2 hours ago, I was in an awesome mood. It's a beautiful sunny day, and I went out to lunch with a couple of friends, had a nice meal and conversation. Suddenly, in a split second, on the way home, my mood totally changed----now I feel like a stupid ugly idiot and I hate myself. I just feel like I want to crawl into a hole and never come out. Nothing in my reality changed at all, but I feel absolutely miserable all of the sudden.
I've been having these episodes (rapid-onset severe mood swings) for several weeks now. Last week, in the throes of a "downer", I called my shrink and set up an appointment for tomorrow to talk to him about maybe going on an antidepressant. I am already on Neurontin for anxiety disorder, and that seems to be helping--I haven't had a panic attack in a long time. But these very sudden deeply depressed states are out of control. 2 hours ago when I was feeling great, I was thinking how I didn't even need to go see him tomorrow, that I felt great...now I can't wait to get there. It's so weird.
I have had no luck with antidepressants in the past, due to my inability to handle side effects. Paxil: gave me horrible panic attacks, Wellbutrin: made me feel like I was going to pass out every time I moved, Lexapro: technicolor gory violent nightmares about mutilation and killing every night that I couldn't get out of my mind during the day. Those were all years ago, though.

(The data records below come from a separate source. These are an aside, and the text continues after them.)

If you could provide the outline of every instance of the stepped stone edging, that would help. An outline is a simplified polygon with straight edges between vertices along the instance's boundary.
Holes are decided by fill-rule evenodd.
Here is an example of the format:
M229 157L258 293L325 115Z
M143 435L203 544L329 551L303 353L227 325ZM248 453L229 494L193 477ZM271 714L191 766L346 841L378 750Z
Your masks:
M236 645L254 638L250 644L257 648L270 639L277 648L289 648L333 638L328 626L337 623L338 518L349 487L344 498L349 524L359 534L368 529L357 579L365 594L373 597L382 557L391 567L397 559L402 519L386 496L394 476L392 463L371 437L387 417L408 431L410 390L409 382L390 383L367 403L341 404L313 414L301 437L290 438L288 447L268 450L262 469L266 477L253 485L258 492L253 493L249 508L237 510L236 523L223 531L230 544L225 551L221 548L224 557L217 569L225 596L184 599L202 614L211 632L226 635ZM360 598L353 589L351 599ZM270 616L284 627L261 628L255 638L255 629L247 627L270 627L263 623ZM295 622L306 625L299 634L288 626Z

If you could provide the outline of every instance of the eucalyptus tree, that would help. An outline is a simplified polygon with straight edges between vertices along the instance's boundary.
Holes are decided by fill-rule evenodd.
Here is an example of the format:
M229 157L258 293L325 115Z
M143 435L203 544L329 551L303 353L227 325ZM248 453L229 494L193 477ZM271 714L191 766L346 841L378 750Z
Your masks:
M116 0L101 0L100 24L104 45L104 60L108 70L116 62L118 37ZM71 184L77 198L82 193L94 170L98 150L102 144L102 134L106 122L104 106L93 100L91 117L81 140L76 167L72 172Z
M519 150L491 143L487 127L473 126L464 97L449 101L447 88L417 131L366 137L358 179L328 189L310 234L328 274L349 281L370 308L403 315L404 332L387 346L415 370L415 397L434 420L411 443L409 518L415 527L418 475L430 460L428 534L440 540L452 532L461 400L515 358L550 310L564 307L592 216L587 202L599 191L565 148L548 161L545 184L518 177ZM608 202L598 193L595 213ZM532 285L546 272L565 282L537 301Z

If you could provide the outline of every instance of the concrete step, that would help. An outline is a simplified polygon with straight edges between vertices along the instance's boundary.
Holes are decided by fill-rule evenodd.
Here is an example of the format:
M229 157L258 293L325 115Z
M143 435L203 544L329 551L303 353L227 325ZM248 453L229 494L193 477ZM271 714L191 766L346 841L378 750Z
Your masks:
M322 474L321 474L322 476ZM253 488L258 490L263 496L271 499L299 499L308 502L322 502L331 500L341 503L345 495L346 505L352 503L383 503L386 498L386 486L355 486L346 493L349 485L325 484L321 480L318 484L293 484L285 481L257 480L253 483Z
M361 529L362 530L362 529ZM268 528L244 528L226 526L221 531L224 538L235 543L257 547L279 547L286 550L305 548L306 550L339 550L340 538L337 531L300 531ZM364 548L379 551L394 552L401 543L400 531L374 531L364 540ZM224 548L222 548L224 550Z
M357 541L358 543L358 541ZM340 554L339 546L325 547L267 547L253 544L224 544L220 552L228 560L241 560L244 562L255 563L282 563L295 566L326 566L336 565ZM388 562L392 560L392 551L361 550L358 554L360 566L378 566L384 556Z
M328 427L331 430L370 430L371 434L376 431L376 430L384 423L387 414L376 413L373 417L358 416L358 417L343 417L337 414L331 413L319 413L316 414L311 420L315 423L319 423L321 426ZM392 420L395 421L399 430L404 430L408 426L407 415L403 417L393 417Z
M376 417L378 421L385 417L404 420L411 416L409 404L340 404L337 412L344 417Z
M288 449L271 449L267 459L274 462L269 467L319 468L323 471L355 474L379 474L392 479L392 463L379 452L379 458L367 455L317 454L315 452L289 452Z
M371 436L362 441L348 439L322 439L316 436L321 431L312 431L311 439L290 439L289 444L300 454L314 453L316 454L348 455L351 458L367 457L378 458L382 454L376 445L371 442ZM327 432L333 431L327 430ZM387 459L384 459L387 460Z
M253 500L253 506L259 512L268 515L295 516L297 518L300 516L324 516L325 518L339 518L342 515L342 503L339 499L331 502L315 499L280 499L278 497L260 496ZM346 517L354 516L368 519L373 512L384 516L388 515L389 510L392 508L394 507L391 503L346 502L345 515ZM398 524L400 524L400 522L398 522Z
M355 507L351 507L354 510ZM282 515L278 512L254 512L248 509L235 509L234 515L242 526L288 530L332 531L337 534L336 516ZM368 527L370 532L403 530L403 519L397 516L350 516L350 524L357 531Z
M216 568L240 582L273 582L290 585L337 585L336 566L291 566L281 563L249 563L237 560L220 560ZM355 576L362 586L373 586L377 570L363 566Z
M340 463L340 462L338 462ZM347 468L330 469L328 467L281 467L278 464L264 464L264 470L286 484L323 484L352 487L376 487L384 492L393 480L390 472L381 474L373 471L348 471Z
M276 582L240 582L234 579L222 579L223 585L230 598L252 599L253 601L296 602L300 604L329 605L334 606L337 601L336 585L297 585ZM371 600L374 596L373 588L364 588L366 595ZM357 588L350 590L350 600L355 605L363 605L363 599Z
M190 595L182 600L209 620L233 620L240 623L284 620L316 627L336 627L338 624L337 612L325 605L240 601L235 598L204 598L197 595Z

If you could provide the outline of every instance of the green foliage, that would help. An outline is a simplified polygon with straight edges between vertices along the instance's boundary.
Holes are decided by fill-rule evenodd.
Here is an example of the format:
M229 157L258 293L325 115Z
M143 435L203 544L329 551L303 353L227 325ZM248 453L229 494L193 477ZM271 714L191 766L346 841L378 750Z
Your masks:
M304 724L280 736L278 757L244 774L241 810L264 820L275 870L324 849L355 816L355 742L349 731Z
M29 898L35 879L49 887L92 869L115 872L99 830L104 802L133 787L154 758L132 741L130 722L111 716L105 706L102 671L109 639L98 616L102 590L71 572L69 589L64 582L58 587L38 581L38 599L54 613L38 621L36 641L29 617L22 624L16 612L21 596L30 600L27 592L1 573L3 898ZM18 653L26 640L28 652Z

I've been taking Sam-e the past couple of weeks, trying to get lots of exercise in and taking a good multi-vitamin, but it doesn't seem to be helping much, if at all. Did anyone else ever have to try several different antidepressants to find one that works for them without horrific side effects? I'm afraid my shrink is just going to tell me there's nothing he can do, and I'll have to struggle with this the rest of my life :-(.